Nigel Farage will appear on Question Time on Thursday evening as the Reform UK man – who is not standing in the general election – returns to the show for his 36th appearance.
Fiona Bruce will present the hour debate from Epsom in Surrey with guests lined up for the show including Tory MP Damian Hinds, shadow health secretary Wes Streeting, Rose Hudson-Wilkin and Piers Morgan.
Farage will also be making an appearance, prompting an outraged response on social media.
The Reform honorary president, who has declined to stand as an MP in favour of helping Donald Trump out in America, launched his party’s campaign at a yacht club on the Kent seafront on Tuesday, which he described as the “frontline of the great national debate on immigration”.
His latest appearance on Question Time has prompted questions over “massively unbalanced” panels, which are often bereft of left-wing voices.
Figures collected by author Steve Paxton for 2022 showed a significant bias towards right-wing panellists from media outlets, as well as for politicians not elected to Westminster, Holyrood, or the Senedd.
Paxton wrote at the time: “Twenty-three appearances for right-wing media, but only two for the left. Fifteen employers but only five representatives of employees.

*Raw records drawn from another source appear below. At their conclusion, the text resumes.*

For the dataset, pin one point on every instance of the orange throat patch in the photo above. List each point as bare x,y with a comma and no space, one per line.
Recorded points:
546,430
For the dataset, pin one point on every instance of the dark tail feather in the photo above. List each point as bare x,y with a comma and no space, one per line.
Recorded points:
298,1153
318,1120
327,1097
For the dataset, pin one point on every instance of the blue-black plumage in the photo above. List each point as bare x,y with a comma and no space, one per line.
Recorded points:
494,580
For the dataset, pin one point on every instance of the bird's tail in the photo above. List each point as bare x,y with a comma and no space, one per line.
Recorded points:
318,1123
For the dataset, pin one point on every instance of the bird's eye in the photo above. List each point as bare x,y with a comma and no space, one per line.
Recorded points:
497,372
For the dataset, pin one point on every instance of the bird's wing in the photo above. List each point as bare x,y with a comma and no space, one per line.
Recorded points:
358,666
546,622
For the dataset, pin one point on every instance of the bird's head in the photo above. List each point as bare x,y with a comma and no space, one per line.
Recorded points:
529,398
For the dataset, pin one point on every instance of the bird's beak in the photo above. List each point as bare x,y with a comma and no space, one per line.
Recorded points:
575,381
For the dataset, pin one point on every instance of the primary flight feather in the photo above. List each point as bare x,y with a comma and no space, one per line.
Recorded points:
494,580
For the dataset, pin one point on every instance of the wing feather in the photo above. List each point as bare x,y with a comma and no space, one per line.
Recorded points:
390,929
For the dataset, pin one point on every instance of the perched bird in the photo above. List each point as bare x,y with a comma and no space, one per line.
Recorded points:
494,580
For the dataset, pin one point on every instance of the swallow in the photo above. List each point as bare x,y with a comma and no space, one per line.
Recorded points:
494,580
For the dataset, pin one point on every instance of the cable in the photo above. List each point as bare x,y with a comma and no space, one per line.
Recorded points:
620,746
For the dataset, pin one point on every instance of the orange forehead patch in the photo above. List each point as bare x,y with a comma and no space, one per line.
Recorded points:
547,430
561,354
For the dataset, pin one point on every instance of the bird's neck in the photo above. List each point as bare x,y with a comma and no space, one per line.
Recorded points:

A single Green MP, but two appearances for a politician who was paid £20k a month by a fossil fuel company while he was an MP [Nadhim Zahawi].
“It’s pretty difficult to reconcile these with the idea that the BBC’s flagship political debate programme retains any semblance of balance.”
In 2017, research revealed right-wing party Ukip appeared on almost one in four of the BBC’s flagship Question Time programmes in seven years prior – despite never having more than two MPs.
Huff Post UK analysis of the the 258 regular Question Time shows since May 6 2010 shows the anti-EU party had a representative on 24 per cent of the programmes.